В свою очередь, когда Олег Куваев в романе "Территория" вводит персонаж с прозвищем Будда, он же — Принц Гаутама, то ему потребовалось довольно многословно объяснять, почему героя, собственно, так зовут. Но даже это не спасло ситуацию: прием не был замечен, он практически не сработал, не вызвал никаких ассоциаций. С равным успехом он мог бы назвать своего героя по имени божества африканского племени тутси. Скажем откровенно, не было стопроцентного попадания и в случае с рассказом Василия Шукшина "Танцующий Шива", где за экзотической кличкой героя виднеется только внешний облик странного многорукого божества.

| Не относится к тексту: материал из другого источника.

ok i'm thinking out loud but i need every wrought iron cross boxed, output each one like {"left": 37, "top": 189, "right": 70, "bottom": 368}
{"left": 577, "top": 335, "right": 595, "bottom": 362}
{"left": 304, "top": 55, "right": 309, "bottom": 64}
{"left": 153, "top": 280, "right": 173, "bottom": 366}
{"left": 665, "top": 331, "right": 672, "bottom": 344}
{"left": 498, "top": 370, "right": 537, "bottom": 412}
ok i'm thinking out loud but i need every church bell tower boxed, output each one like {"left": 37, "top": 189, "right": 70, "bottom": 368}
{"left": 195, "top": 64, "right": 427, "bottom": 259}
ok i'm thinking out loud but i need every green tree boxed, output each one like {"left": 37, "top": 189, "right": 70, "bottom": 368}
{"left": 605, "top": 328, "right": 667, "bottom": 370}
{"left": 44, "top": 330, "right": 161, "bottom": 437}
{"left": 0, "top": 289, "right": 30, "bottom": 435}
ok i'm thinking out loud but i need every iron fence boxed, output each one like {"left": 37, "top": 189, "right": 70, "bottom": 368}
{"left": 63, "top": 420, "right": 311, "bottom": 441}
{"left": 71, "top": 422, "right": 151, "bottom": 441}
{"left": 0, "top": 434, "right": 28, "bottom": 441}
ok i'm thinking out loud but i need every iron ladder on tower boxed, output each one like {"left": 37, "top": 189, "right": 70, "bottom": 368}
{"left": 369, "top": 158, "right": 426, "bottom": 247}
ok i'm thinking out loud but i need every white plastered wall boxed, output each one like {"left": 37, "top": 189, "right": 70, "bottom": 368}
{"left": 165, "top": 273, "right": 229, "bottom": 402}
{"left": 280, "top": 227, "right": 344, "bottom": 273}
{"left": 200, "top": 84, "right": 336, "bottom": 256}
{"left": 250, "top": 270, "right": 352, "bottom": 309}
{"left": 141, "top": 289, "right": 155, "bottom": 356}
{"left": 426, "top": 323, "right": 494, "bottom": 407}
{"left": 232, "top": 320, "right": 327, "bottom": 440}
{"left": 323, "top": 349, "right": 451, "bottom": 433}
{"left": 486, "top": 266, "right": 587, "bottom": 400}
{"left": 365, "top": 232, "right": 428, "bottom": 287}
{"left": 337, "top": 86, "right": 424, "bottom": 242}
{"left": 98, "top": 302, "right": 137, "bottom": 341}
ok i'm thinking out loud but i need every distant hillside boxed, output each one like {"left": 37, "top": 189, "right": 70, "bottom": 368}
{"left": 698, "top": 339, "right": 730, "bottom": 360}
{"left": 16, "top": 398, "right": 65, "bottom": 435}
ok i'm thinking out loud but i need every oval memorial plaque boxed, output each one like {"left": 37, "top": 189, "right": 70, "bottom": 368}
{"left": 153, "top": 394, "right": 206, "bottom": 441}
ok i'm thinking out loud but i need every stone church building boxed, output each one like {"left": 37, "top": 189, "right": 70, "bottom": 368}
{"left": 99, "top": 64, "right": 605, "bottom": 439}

В этом месте я позволю себе некое суждение, которое, на мой взгляд, может снять с меня ответственность за очевидную неполноту иллюстрированности моей аргументации. Обратив взор на всю историю русской литературы, от домонгольских времен, через ХVIII и ХIХ века до наших дней, я задумался над вопросом:
 
А был ли вообще такой писатель, в творчестве которого нет ни одного библейского образа?
 
Только недостаток времени, места и общей эрудиции не дают мне возможности совершить такой экскурс. Однако подозреваю, что, если задаться целью составить каталог религиозных образов в русской художественной литературе ("Демон" М. Лермонтова, "чудище" А. Радищева,"шестикрылый серафим" А. Пушкина и т.д и т.п.), то в нем окажутся практически все авторы, вне зависимости от их отношения к религии.

Наудачу беру одного из наиболее рьяных — по убеждению — атеистов, Н.Г. Чернышевского. Роман "Что делать?". Какое место в нем самое знаменитое? Конечно же, "четвертый сон Веры Павловны" с финальным фрагментом "Будущее светло и прекрасно", который заучивали некогда наизусть.
 
Ну не должно, вообще-то, ничего здесь быть. Картина светлого социалистического будущего — здесь не может быть места религиозным "подпоркам". Ан нет. Вроде бы мелочи, но есть. "Да, Вера Павловна видела: это она сама, это она сама, но богиня. Лицо богини — ее самой лицо"20.
 
Это хоть и из языческого лексикона слово, но все же — религиозное. А вот и христианский образ: "В землю, ..про которую говорилось в старину, что она "кипит молоком и медом"21.
 
А где говорилось-то?
 
Да в Библии это говорилось. Не сумел Николай Гаврилович обойтись без ветхозаветной метафоры. Правда, слегка ее исказил, но не до такой степени, чтобы ее нельзя было узнать.

Все это говорится отнюдь не в упрек, а в подтверждение мысли о вездесущести христианской, библейской образности. Что уж говорить о европейской литературе в целом!

Плотина официальной атеистической идеологии, которая была выстроена в Советском Союзе, только на время прервала течение потоков и ручейков библейской символики, вливавшихся в реку художественной культуры. Эта запруда в конце концов не выдержала напора, разумеется, заметно исказив естественное русло.